A mulher de 25 anos que admitiu ter descartado a própria filha recém-nascida em uma lixeira de um condomínio em Várzea Grande deverá ser inicialmente indiciada por homicídio, segundo a Polícia Civil.
O caso é investigado pela Delegacia Especializada de Homicídios e Proteção à Pessoa (DHPP). A tipificação, no entanto, ainda poderá ser alterada ou ampliada de acordo com o resultado de exames complementares que buscam esclarecer as circunstâncias do parto e da morte da criança.
O corpo da bebê foi encontrado no dia 23 de julho, dentro de uma caixa de papelão em meio ao lixo de um condomínio no bairro Centro Sul.

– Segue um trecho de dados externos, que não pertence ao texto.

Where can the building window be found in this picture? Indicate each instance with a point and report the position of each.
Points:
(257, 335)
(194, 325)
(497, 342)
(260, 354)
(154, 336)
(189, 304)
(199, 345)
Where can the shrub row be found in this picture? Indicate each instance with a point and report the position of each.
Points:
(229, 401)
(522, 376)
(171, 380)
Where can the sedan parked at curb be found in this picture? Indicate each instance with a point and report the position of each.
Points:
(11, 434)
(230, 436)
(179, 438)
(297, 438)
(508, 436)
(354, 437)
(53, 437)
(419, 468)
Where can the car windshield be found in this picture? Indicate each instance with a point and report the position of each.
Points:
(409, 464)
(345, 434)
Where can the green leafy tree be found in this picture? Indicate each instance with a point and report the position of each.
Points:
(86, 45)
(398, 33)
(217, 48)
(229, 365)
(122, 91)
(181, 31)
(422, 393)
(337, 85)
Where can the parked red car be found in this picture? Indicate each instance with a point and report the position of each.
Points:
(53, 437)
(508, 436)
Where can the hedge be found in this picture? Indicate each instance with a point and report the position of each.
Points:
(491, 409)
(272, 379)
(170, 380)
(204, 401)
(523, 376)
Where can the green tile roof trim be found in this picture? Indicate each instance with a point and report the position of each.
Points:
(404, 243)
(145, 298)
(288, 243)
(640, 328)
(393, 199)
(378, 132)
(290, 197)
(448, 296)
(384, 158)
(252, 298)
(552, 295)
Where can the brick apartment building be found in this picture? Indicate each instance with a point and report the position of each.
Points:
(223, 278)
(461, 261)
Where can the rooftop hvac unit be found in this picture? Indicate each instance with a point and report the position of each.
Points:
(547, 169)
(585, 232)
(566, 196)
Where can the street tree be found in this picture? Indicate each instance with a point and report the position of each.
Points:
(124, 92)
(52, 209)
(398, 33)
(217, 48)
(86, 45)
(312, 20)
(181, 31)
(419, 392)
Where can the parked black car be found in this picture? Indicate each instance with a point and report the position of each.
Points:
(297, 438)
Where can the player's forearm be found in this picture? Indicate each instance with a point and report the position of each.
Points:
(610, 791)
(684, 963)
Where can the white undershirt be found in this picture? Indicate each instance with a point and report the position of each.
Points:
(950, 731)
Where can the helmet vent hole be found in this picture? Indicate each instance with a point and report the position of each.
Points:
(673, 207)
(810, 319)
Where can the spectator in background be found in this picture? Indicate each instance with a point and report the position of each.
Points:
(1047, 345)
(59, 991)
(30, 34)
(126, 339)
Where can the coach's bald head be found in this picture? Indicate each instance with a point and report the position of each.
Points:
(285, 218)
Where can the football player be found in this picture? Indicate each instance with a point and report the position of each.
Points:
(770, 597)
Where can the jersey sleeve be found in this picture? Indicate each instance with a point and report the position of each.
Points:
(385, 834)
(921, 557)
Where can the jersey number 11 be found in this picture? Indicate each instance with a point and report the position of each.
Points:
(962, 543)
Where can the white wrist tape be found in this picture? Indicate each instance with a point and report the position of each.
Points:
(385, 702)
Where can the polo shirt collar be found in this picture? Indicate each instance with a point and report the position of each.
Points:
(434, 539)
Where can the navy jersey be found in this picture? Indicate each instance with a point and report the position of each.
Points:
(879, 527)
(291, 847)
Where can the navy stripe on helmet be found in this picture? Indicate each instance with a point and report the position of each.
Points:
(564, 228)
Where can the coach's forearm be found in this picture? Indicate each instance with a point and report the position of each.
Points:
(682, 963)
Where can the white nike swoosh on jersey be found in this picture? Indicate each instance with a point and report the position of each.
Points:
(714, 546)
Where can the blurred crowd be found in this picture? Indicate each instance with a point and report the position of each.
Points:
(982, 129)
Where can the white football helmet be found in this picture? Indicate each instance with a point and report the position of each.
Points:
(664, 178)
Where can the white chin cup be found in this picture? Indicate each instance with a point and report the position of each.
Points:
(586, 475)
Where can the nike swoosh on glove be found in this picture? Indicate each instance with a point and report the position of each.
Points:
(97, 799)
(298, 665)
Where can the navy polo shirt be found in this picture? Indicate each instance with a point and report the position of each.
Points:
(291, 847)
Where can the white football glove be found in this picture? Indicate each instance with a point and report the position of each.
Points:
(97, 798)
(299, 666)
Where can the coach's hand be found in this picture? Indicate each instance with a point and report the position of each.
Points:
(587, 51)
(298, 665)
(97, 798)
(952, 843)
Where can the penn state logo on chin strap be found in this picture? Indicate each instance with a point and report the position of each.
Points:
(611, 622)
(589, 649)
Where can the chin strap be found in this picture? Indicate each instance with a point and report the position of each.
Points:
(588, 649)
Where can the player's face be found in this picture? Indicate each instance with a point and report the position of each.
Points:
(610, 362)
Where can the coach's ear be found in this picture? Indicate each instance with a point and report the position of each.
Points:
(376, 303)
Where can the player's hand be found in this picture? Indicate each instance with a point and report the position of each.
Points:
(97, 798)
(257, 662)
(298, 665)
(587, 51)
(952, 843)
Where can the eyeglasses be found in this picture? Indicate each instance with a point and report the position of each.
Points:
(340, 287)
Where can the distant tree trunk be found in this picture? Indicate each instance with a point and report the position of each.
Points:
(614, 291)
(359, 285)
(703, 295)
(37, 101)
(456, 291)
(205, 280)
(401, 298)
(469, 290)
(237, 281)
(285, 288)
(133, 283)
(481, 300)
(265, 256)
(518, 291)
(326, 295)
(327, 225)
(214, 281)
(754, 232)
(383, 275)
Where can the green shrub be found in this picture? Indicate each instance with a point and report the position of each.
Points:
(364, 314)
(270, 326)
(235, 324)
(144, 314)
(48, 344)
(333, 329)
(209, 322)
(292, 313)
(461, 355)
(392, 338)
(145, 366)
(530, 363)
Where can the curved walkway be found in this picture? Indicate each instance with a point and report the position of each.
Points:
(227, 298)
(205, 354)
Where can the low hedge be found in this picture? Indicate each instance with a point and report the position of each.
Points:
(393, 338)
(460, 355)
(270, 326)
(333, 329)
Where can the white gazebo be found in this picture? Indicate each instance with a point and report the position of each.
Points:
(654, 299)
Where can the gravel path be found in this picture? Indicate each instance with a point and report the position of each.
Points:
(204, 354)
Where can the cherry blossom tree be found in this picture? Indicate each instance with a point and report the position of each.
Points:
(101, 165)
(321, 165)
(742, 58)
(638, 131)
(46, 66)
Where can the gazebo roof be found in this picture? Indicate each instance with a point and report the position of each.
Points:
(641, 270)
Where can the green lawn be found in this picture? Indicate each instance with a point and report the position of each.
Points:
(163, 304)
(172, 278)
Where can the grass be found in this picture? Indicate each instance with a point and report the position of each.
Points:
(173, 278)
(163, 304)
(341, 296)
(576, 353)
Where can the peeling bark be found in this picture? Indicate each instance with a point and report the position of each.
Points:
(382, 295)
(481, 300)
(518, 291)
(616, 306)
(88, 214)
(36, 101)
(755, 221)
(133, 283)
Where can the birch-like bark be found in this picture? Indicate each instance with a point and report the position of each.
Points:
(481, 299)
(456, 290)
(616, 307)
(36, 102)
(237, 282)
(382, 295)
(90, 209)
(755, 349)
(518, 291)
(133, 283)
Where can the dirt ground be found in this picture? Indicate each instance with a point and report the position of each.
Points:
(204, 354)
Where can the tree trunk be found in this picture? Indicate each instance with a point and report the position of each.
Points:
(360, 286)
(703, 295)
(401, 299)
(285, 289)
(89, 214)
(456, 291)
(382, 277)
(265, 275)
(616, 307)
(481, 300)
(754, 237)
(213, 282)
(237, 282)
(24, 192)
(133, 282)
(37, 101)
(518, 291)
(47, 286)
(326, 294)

A recém-nascida estava envolvida em uma sacola plástica, ainda com o cordão umbilical. A Politec realizou os exames e constatou que se tratava de uma menina com aproximadamente 26 semanas de gestação, equivalente a cerca de seis meses, e peso de 750 gramas.
Perícia constatou que bebê nasceu com vida
O ponto central da investigação é que o exame necroscópico identificou sinais de que a criança respirou após o nascimento, demonstrando que nasceu com vida e sobreviveu por um curto período.
Até o momento, porém, a causa exata da morte não foi estabelecida.
A perícia não identificou lesões, sinais de asfixia ou indícios de violência física. Entre as possibilidades analisadas está a própria prematuridade da criança.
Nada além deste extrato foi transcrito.